In everyday life, we are continuously confronted with tensions, difficulties, and challenges. But if we do not react automatically and are able to maintain our composure, we will be able to figure out what is the appropriate response for each situation. As a result, our actions will have a different quality, one of greater equanimity and balance. Yoga practice helps to free ourselves from automated habits and conditioned behaviors of both mind and body that stem from a lack of awareness, which is usually not beneficial for us and for those around us.
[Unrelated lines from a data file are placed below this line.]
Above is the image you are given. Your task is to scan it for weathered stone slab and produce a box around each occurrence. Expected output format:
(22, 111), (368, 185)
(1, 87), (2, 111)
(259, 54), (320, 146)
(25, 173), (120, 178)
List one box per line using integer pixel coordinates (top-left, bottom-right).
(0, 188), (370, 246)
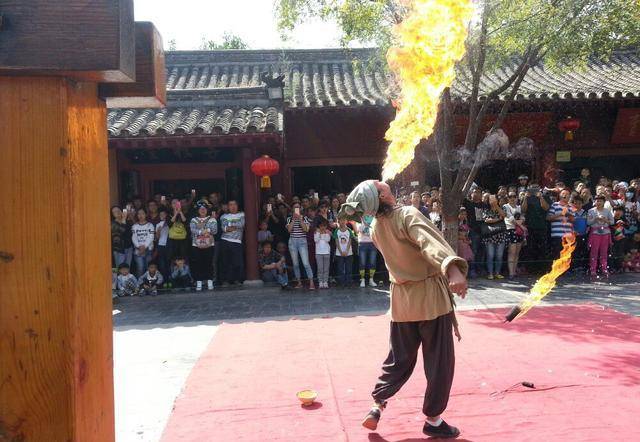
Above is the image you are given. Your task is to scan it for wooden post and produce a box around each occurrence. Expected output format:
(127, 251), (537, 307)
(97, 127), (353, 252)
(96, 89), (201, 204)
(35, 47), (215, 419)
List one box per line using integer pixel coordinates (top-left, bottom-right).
(242, 148), (260, 281)
(0, 76), (114, 442)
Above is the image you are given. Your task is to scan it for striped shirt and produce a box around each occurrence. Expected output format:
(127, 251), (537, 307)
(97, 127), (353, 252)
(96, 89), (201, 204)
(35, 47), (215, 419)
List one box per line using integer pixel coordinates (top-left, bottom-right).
(547, 201), (575, 238)
(287, 216), (311, 238)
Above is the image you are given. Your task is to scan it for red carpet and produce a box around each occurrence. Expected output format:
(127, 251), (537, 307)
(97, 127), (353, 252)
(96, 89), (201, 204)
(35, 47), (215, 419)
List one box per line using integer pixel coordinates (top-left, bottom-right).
(162, 305), (640, 442)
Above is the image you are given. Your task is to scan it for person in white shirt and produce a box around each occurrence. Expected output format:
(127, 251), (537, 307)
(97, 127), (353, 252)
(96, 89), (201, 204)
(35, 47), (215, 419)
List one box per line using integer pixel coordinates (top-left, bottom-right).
(220, 200), (244, 284)
(356, 213), (380, 287)
(131, 209), (155, 278)
(313, 220), (331, 289)
(333, 218), (355, 286)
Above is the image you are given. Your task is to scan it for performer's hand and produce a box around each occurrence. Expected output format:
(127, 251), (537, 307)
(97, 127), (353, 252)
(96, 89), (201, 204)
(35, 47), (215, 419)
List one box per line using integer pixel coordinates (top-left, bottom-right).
(447, 265), (467, 299)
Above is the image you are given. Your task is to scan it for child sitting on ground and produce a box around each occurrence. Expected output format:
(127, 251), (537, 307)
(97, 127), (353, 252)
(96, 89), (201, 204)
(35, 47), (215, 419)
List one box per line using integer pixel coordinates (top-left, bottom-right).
(313, 219), (331, 289)
(116, 262), (138, 296)
(169, 256), (193, 289)
(138, 261), (164, 296)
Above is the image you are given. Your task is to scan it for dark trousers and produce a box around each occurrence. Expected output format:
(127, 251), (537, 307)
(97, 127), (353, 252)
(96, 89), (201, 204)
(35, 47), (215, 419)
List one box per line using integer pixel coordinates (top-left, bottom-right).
(524, 228), (551, 273)
(191, 247), (213, 281)
(336, 255), (353, 285)
(218, 241), (244, 282)
(371, 314), (455, 417)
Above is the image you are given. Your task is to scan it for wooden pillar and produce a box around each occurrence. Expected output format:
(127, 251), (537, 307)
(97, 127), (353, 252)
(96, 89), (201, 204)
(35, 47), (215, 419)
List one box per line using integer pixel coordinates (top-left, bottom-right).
(242, 148), (260, 281)
(0, 76), (114, 442)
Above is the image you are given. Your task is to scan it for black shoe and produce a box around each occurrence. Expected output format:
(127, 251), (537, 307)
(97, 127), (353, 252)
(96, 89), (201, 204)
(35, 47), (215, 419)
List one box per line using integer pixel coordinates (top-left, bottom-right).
(362, 401), (387, 431)
(422, 421), (460, 439)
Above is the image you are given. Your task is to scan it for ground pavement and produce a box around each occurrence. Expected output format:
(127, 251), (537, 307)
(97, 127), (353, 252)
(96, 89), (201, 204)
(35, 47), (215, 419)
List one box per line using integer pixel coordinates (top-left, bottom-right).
(113, 274), (640, 442)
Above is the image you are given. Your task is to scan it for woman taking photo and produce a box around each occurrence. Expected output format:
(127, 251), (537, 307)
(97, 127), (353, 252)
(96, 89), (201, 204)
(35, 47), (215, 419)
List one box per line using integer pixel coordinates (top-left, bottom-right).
(287, 203), (316, 290)
(502, 192), (525, 279)
(481, 195), (508, 279)
(190, 202), (218, 291)
(131, 209), (156, 278)
(111, 206), (133, 268)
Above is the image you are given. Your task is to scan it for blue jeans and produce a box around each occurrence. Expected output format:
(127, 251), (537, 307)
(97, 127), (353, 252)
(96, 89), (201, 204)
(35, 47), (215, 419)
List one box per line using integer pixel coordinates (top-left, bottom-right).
(358, 242), (378, 270)
(262, 267), (289, 287)
(113, 247), (133, 269)
(133, 250), (151, 278)
(484, 242), (504, 275)
(289, 238), (313, 281)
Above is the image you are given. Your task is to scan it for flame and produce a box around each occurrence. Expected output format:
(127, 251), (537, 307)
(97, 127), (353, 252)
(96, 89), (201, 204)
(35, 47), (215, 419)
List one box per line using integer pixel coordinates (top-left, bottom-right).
(516, 233), (576, 319)
(382, 0), (473, 180)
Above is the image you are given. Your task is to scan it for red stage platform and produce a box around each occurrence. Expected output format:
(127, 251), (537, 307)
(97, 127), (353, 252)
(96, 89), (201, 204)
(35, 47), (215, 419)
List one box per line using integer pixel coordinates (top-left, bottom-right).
(162, 305), (640, 442)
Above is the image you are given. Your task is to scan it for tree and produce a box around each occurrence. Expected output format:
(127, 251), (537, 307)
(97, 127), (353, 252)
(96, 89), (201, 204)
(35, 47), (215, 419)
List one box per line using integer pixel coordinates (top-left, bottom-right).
(199, 32), (249, 51)
(276, 0), (640, 247)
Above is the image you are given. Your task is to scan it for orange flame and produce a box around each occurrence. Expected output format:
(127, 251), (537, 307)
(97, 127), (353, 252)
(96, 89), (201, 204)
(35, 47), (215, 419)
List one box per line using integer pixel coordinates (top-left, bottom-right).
(382, 0), (473, 180)
(516, 233), (576, 319)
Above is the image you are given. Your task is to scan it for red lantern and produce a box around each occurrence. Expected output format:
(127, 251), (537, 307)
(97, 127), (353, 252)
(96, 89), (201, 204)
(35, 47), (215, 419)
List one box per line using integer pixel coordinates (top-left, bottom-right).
(558, 117), (580, 141)
(251, 155), (280, 189)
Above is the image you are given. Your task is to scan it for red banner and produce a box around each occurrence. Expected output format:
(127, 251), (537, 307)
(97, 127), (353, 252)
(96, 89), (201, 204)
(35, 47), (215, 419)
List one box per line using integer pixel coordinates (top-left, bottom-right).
(611, 108), (640, 144)
(455, 112), (552, 145)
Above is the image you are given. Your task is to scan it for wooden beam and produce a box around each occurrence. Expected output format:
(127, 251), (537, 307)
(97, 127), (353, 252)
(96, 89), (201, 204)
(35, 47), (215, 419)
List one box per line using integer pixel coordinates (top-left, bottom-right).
(0, 76), (114, 442)
(0, 0), (136, 82)
(100, 22), (167, 108)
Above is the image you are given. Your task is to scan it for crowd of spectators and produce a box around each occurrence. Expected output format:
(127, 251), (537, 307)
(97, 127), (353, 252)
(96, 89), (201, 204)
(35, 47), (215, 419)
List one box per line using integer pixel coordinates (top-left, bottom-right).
(111, 169), (640, 296)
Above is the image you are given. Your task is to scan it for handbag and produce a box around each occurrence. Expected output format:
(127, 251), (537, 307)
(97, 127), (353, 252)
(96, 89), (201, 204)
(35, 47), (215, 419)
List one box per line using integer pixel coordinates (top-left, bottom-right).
(480, 220), (507, 238)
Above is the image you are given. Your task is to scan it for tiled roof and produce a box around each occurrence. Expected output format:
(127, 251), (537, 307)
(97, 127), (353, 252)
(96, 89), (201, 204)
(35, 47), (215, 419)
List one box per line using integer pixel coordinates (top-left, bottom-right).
(161, 49), (640, 108)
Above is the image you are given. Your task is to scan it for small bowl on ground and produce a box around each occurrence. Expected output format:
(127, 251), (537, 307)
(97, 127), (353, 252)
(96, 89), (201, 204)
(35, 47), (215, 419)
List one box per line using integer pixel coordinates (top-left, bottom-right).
(296, 390), (318, 407)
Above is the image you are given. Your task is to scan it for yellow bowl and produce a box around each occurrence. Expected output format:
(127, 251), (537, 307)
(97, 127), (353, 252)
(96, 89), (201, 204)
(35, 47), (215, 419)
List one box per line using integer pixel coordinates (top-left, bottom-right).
(296, 390), (318, 406)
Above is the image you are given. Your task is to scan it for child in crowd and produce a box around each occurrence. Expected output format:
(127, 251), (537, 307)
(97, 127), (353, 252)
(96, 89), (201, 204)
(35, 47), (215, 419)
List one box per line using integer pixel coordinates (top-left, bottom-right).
(169, 256), (193, 289)
(116, 262), (138, 296)
(258, 241), (290, 290)
(138, 261), (164, 296)
(333, 218), (355, 286)
(258, 221), (273, 244)
(313, 219), (331, 289)
(622, 248), (640, 272)
(458, 207), (473, 264)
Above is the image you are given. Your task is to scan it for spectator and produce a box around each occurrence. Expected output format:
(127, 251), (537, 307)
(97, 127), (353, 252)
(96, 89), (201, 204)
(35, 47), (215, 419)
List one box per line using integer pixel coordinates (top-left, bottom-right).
(131, 209), (155, 278)
(502, 192), (526, 279)
(547, 189), (575, 259)
(587, 195), (613, 276)
(333, 218), (355, 286)
(313, 221), (331, 289)
(167, 199), (189, 260)
(462, 187), (487, 278)
(411, 191), (429, 217)
(220, 200), (244, 284)
(169, 256), (193, 289)
(111, 206), (133, 267)
(356, 215), (378, 287)
(521, 183), (551, 272)
(287, 203), (316, 290)
(258, 221), (273, 244)
(258, 241), (289, 290)
(190, 202), (218, 291)
(138, 261), (164, 296)
(482, 195), (508, 279)
(155, 207), (171, 284)
(571, 196), (589, 271)
(116, 262), (138, 296)
(458, 207), (473, 264)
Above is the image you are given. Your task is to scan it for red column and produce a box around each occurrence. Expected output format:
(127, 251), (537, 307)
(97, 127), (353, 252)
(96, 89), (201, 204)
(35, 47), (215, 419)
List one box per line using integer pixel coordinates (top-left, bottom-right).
(242, 148), (260, 281)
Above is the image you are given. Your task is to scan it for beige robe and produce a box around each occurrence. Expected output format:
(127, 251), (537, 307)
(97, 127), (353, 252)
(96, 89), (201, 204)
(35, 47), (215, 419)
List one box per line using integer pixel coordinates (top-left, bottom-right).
(371, 206), (468, 322)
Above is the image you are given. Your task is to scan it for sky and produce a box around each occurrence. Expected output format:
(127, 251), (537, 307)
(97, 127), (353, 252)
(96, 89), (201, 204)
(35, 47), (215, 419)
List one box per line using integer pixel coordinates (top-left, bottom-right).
(134, 0), (339, 50)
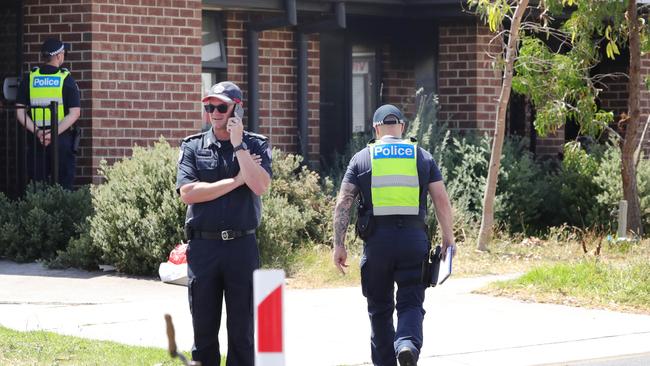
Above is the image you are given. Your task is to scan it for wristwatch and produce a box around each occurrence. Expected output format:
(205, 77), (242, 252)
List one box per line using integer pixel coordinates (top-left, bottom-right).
(232, 141), (248, 154)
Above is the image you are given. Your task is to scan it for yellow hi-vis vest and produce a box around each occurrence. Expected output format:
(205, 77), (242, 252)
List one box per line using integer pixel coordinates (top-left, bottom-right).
(29, 68), (70, 127)
(368, 140), (420, 216)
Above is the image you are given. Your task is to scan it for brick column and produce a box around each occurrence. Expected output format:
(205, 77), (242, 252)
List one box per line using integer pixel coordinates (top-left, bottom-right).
(224, 11), (320, 163)
(380, 44), (417, 119)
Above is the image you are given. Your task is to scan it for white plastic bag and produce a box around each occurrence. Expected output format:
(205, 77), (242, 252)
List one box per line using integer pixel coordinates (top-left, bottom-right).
(158, 243), (187, 286)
When we learn to maintain inner peace we have the freedom of choice. We stop responding automatically and instinctively; we become capable of exercising more peace, balance, and equanimity in situations that life summons us. When we learn to act in this way, our actions become skillful. Acting in this way can bring about a radical change in the quality of our lives and those around us, and increase the joy and peace we experience in our life!